La Secte de Michael Katz Krefeld

Michael Katz Krefeld est un auteur danois né en 1966. Il a écrit des scénarios de courts-métrages et de séries télévisées danoises ainsi que des romans policiers. Son thriller Before the Storm a reçu le prix du Meilleur Premier Roman décerné par l’Académie danoise du polar. Ce roman est le troisième qui met en scène Thomas Ravnsholdt, dit Ravn, le flic devenu détective privé, les trois tomes sont parus chez Actes Sud : La Peau des anges (2017) et Disparu (2020).

On retrouve, bien sûr, Thomas Ravnsholdt, qu’on appelle plutôt Ravn d’ailleurs, en grosse grosse déprime depuis que sa compagne Eva a été assassinée dans leur appartement, trois ans auparavant. Ravn vit maintenant sur son bateau, Bianca, dans le port de Copenhague, en compagnie de Møffe, son chien, de beaucoup de souvenirs qu’il essaie tant bien que mal de maintenir à distance en buvant trop, trop souvent, et souvent seul. Il ne fait plus partie de la Police, ne sait toujours pas qui est coupable du meurtre d’Eva ni pourquoi, et gagne sa vie en piégeant les arnaqueurs aux assurances. Il lui reste deux amis indéfectibles : Eduardo qui vit aussi sur un bateau amarré tout près et Victoria, une bouquiniste qui ne dit jamais non à un service pourvu qu’il soit payé en brioches à la cannelle et qui possède une Volvo hors d’âge mais absolument magnifique – et rouge ! – appelée Wilma.

Ravn est rongé par la culpabilité, repassant en boucle tous les « si » qui auraient permis qu’Eva ne meure pas.
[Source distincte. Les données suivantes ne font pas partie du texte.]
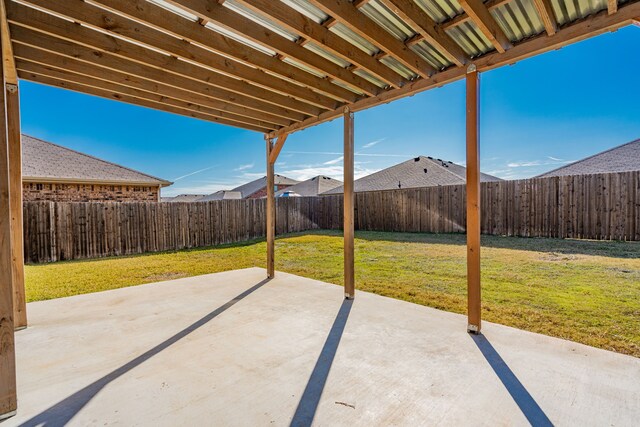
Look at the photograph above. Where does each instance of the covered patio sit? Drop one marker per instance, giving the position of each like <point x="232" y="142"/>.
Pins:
<point x="277" y="67"/>
<point x="235" y="349"/>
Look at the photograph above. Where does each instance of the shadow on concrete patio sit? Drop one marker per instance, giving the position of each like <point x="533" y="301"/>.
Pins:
<point x="62" y="412"/>
<point x="527" y="404"/>
<point x="308" y="405"/>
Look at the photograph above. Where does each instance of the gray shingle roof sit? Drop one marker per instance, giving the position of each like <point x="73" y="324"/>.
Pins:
<point x="44" y="161"/>
<point x="183" y="198"/>
<point x="623" y="158"/>
<point x="418" y="172"/>
<point x="313" y="187"/>
<point x="222" y="195"/>
<point x="254" y="186"/>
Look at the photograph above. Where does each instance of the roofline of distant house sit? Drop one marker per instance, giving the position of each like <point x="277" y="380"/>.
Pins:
<point x="161" y="182"/>
<point x="48" y="180"/>
<point x="542" y="175"/>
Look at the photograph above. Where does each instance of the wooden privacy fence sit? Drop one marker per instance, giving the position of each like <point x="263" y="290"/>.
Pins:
<point x="604" y="206"/>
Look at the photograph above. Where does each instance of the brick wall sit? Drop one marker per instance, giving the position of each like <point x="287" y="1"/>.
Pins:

S’il était rentré plus tôt, s’il avait insisté pour emménager dans un quartier plus calme, s’il avait fait poser une porte blindée, s’il avait passé moins de temps à son travail…

Ravn consulta l’horloge de son téléphone et constata qu’il n’était que 4h30. Il avait dormi une heure ou deux tout au plus. Pourtant, il savait qu’il ne parviendrait pas à retrouver le sommeil. Il se leva de son lit et emporta sa couette, tandis qu’il traversait la cabine, où Møffe dormait paisiblement. Il ouvrit la porte donnant sur le pont arrière, traîna une chaise en plastique jusqu’au bastingage et s’assit. Le canal était calme et la nuit noire. Hormis un camion de poubelles qui s’éloignait sur le pont, du côté de Christianshavns Torv, il n’y avait pas un bruit. C’était le moment de la nuit où les bars étaient fermés et où le reste du quartier n’était pas encore réveillé. C’était le moment de la nuit où rien ni personne ne pouvait vous déranger. Le vieux Grand Banks se balançait légèrement et le berçait avec douceur, alors qu’il était assis sur sa chaise. Il repensa à son rêve, qui était tout le temps le même. Il essayait toujours de la mettre en garde, d’empêcher l’inévitable. Ses rêves contenaient tous les détails qui avaient été découverts lors de l’enquête – tout ce qu’avait fait Eva avant sa mort et tout ce que le tueur avait emporté. Quant à sa blessure à la tête et à la disposition de son cadavre, il les avait vus de ses yeux, quand Møffe et lui étaient rentrés et l’avaient trouvée gisant sur le sol.
Parfois, quand il rêvait, il apercevait furtivement le visage du tueur, mais c’était toujours sous ses propres traits. Il n’y avait pas besoin d’être psychologue pour comprendre le symbole, et il savait pertinemment que tout cela était lié au sentiment de culpabilité qui continuait de le tourmenter.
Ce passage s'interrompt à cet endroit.